Either the whole world read my post about God speaking to me about control and decided to all write and sing about it just to tease me or God really does have something to show me on the topic of control.
I think I’m getting an inkling about the whole mess.
When I was younger, I had my life planned out. I was going to college, going to get a job at a bank, get married and have 2.5 kids. That’s what I wanted so that’s what I prayed would happen and by golly, God was gracious and gave me every little bit of what my heart desired. I am blessed beyond even what I imagined and these things do make me happy.
But I admit there’s still something missing.
And that’s hard to write because I don’t mean to diminish what I have because I love it all so much.
I got to my 30’s and had checked all these things off my list and since then, I’ve realized I didn’t really have a plan past the job, marriage and 2.5 kids. I have no real dreams or plans other than making sure my kids love the Lord and Scott and I get along. There’s a fuzzy retirement to plan in 30 years but between all that I don’t have much direction.
I’ve decided, as I should have a long time ago, that God really isn’t going to lay out a 30 year plan for me. A document stamped with “God’s will” is not going to show up on my doorstep.

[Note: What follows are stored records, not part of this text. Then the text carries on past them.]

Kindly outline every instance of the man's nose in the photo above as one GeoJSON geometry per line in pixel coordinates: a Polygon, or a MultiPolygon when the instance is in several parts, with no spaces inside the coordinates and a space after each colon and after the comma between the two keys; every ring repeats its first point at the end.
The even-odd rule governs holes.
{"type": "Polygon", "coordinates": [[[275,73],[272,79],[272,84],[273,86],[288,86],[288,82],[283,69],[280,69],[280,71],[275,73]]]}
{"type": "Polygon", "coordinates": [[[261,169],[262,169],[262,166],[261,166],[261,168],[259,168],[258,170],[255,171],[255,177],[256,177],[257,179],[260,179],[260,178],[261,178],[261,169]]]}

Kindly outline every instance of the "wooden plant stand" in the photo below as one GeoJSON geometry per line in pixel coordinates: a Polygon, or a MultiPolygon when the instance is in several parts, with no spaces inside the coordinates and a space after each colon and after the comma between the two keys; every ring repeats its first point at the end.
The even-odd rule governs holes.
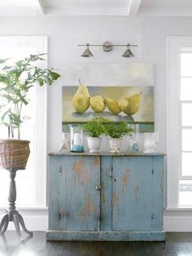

I know that God will show me daily what to do. I’ve been scared, though, to pray the scary prayers about where we’re going. The ones that say forget my plans, bring the rain and do whatever brings you glory, Lord.
And here’s what I’m learning. I don’t pray them because I don’t trust God.
I don’t. I mean, I trust him in a little sense but trust him enough to give up control and give him the next 50 years and say do whatever you want? No, that instills a fear I cannot communicate.
I say that as if I do have control over what happens. I know that I don’t really have control. God takes and gives as he pleases but I do think there’s something about someone laying down their lives and allowing God to work in ways he would not otherwise.
So I’ve realized that I don’t trust him enough to pray those prayers. Which means, in turn, that I don’t believe he loves me as much as he does. Because if I really believed he loves me as much as he does and wants good for me, then trust would be easy. I would know, without a doubt, that whatever control I gave up may be met with pain, but only for my good and his glory.
So I think at the end of the day, God has brought this word “control” to my mind but only to show me I still have fear issues and I still haven’t really learned yet how much he loves me.
And maybe the prayer right now should not be about giving up control, but perhaps instead show me how much you love me. That prayer might also bring the very same scary things too but when I frame it like that, I’m all in. And at the end of the day, I think that’s all He wants to do anyway.